La procura di Roma sta passando al setaccio gli atti dell’inchiesta Consip. In particolare, sotto la lente di ingrandimento è finita l’informativa del Noe curata dal capitano Giampaolo Scafarto, indagato per falso ideologico e materiale. Secondo i pm sarebbe l’autore di almeno due depistaggi creati con dolo. La prima contestazione riguarda la frase «Renzi, l’ultima volta che l’ho incontrato» attribuita da Scafarto all’imprenditore Alfredo Romeo (in carcere con l’accusa di corruzione): secondo il capitano del Noe era la prova dei rapporti tra l’imprenditore casertano e Tiziano Renzi, padre dell’ex premier, ma nei brogliacci delle intercettazioni si legge che a parlare è il braccio destro di Romeo, Italo Bocchino.
L’iscrizione di Renzi senior nel registro degli indagati per traffico di influenze non è avvenuta però grazie alla falsa attribuzione. A raccontare ai pm di un incontro tra il padre dell’ex premier, Romeo e Carlo Russo è stato Alfredo Mazzei, commercialista partenopeo ed ex esponente dei miglioristi, la corrente di Giorgio Napolitano. A tirare in ballo Tiziano Renzi e Carlo Russo è anche l’amministratore delegato di Consip, il toscano Luigi Marroni: è lui a raccontare in procura di aver ricevuto pressioni da entrambi per favorire Romeo e la concorrente Cofely, ritenuta vicina a Denis Verdini.

I rapporti tra Russo e Romeo sono stati confermati ieri dallo stesso Bocchino al Fatto quotidiano. L’imprenditore farmaceutico di Scandicci, grande amico dei genitori di Matteo Renzi e con una scarsa fortuna negli affari, si sarebbe offerto come consulente per una delle maggiori imprese di facility management in Italia. In uno dei «pizzini» si legge: «30.000 al mese per T» e «5.000 ogni due mesi per CR». Bocchino spiega: «Parliamo di una consulenza lecita a Russo. Se il rappresentante di una categoria come Romeo vuole parlare con un esponente istituzionale come Luca Lotti può servirsi di un consulente che lo faciliti. E’ lecito per me». Russo offriva i suoi servigi da consulente presentandosi come amico del giglio magico renziano.
La seconda contestazione riguarda il sospetto, inserito nell’informativa da Scafarto, «di ricevere attenzioni da parte di qualche appartenente ai servizi» durante le operazioni di sequestro dei «pizzini» recuperati dalla spazzatura della Romeo Gestioni, quando era stato già accertato che le persone presenti erano abitanti della zona.
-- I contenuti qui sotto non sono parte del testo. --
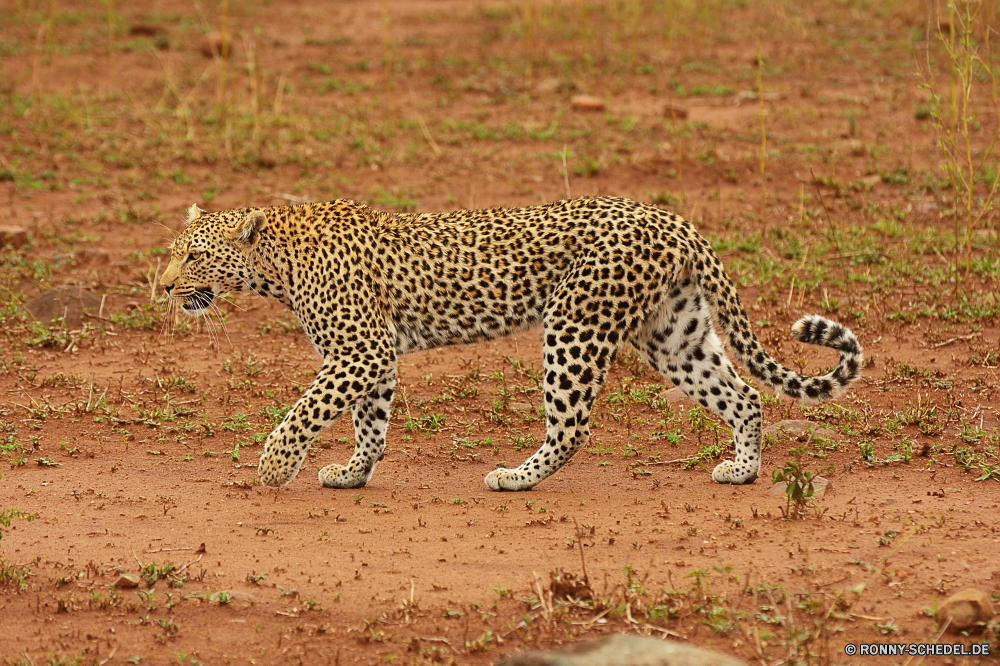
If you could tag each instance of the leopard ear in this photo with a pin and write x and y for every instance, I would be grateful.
(193, 214)
(246, 231)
Secondo i pm, Scafarto intendeva attribuire a Matteo Renzi un’operazione di copertura nei confronti del padre. Lunedì il capitano del Noe ha deciso di non rispondere: il suo legale ieri si è detto certo di poter dimostrare l’insussistenza del dolo, facendo così cadere le accuse. Il faccia a faccia in procura ci sarà subito dopo Pasqua, i pm dovranno accertare se abbia agito da solo o su sollecitazione di qualcuno.

Dell’interrogatorio a Scafarto, Nunzio Fragliasso (capo dei pm di Napoli) è stato avvisato dal procuratore capo di Roma, Pignatone. La questione è delicata: le indagini sul filone Romeo-Consip finito nella capitale sono state tolte al Noe, che invece continua a indagare sul ramo delle indagini rimasto a Napoli, dove l’inchiesta è nata. I pm partenopei accusano Romeo di concorso esterno in associazione mafiosa per l’appalto all’ospedale Cardarelli, ma si sono aggiunti anche nuovi spunti di indagine. L’ultimo deriva dall’inchiesta su tangenti all’ospedale pediatrico Santobono: l’imprenditore Pietro Coci ha raccontato di mazzette che sarebbero state pagate da Manutencoop ma anche vicende relative a Consip, per ora coperte da omissis.
I 5S attaccano dal blog di Grillo: «Siamo stufi di Renzopoli». Il caso Consip sfiora L’Unità. L’inchiesta di Report lunedì ha raccontato di uno scambio che sarebbe avvenuto tra il Gruppo Pessina dal un lato, Matteo Renzi e il tesoriere del Pd Francesco Bonifazi dall’altro: il salvataggio del quotidiano in cambio di affari in Italia, Iran e Kazakistan grazie ai buoni uffici del governo. Bonifazi annuncia querela. L’Unità era spuntata anche nei colloqui tra Romeo e Russo: l’amico dei Renzi propose all’imprenditore l’acquisto della testata, per i pm solo per «compiacere i rappresentanti della cosa pubblica».